Maybe the Super League wasn’t so great of an idea after all. JPMorgan Chase is the latest to backtrack from the proposed soccer competition, issuing a statement Friday: “We clearly misjudged how this deal would be viewed by the wider football community and how it might impact them in the future.”
The bank had previously promised $4 billion to help launch the Super League, working with the 12 elite clubs who developed the idea before abandoning it Agatha Christie-style. “We will learn from this,” a bank spokesman said.
JPMorgan had planned to issue loans of approximately $350 million each to Super League members to fund improvements to stadiums and practice facilities, while clubs shore up finances in the wake of the pandemic. The money would have helped clubs like Manchester United, FC Barcelona and Juventus stretch their financial advantage over domestic competitors. The loans were to be secured against future TV rights revenues.

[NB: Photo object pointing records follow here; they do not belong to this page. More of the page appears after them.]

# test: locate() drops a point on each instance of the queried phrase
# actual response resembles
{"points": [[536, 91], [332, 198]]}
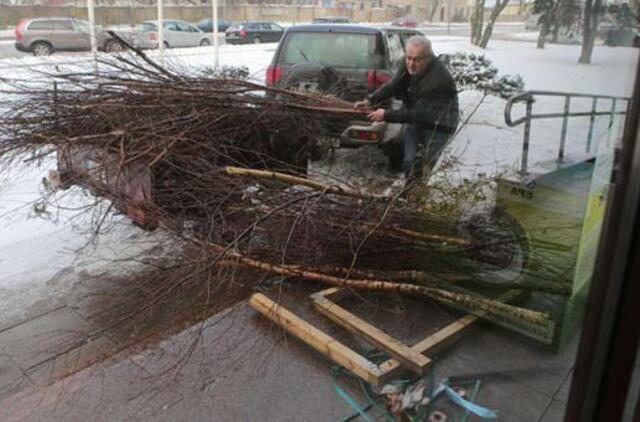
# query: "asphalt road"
{"points": [[501, 32]]}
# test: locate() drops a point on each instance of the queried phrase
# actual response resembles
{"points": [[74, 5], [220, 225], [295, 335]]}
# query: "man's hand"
{"points": [[361, 104], [376, 116]]}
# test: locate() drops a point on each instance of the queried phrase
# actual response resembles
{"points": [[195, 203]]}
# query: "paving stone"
{"points": [[74, 360], [494, 349], [44, 337], [555, 412], [512, 400], [109, 391], [12, 380], [563, 393]]}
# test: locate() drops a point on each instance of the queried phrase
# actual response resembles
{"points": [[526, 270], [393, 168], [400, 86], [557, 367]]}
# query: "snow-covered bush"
{"points": [[475, 71]]}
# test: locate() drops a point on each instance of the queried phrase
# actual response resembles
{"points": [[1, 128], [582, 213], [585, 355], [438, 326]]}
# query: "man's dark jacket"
{"points": [[430, 98]]}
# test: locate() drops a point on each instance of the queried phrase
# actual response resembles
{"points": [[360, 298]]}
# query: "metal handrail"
{"points": [[528, 98]]}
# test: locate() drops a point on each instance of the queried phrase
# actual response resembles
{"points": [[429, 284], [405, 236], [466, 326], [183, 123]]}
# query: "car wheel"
{"points": [[41, 49], [395, 153], [113, 46], [498, 241]]}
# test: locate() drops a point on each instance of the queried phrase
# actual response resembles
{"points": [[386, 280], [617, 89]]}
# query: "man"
{"points": [[430, 105]]}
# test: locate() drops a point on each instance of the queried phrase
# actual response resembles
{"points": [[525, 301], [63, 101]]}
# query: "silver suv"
{"points": [[349, 61], [43, 36]]}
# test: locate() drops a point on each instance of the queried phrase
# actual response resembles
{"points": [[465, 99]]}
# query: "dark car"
{"points": [[622, 37], [206, 25], [253, 32], [43, 36], [348, 61], [331, 19], [406, 22]]}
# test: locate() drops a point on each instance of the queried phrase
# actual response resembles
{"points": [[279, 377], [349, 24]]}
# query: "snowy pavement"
{"points": [[42, 247], [47, 254]]}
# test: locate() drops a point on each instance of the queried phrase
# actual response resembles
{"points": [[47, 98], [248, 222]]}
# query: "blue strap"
{"points": [[477, 410], [352, 403]]}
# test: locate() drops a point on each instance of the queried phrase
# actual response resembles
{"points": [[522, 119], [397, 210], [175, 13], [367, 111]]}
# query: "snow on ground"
{"points": [[44, 257]]}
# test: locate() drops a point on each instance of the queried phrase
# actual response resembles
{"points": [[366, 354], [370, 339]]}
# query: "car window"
{"points": [[147, 27], [41, 25], [63, 25], [81, 26], [181, 26], [394, 44], [171, 26], [332, 49]]}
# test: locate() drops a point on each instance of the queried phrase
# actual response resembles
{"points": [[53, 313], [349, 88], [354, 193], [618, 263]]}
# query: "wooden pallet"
{"points": [[414, 358]]}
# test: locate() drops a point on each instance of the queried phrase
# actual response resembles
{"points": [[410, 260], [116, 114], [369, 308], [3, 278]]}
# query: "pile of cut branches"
{"points": [[225, 162]]}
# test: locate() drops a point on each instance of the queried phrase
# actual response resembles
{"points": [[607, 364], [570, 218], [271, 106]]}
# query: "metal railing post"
{"points": [[613, 112], [592, 119], [527, 136], [565, 121]]}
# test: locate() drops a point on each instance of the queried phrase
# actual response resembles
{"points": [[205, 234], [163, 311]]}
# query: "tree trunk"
{"points": [[556, 33], [477, 18], [434, 9], [589, 29], [544, 30], [495, 12]]}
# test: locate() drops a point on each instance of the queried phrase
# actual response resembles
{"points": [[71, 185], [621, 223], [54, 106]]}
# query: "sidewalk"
{"points": [[239, 366]]}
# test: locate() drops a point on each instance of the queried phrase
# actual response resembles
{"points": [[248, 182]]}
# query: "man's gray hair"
{"points": [[421, 41]]}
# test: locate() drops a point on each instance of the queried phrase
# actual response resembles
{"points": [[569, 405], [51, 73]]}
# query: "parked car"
{"points": [[253, 32], [349, 61], [206, 25], [622, 37], [406, 22], [331, 19], [176, 33], [43, 36], [531, 23]]}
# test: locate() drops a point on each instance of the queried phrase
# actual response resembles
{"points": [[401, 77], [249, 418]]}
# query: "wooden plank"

According to The New York Times, JPMorgan’s plan to fund the league “was vetted by its internal reputation committee, which assesses high-profile and potentially controversial assignments.” However, the arrangement drew criticism from politicians around Europe. On Wednesday, sustainability rating agency Standard Ethics downgraded JPMorgan from “adequate” to “non-compliant.” It wrote in a statement that “both the orientations shown by the football clubs involved in the project and those of the U.S. bank to be contrary to sustainability best practices.”
JPMorgan may end up getting off easier than the club owners behind the Super League, though. Facing calls to sell the team, Man U owner Joel Glazer wrote a letter to fans saying, “We failed to show enough respect for [soccer’s] deep-rooted traditions—promotion, relegation, the pyramid—and for that we are sorry.”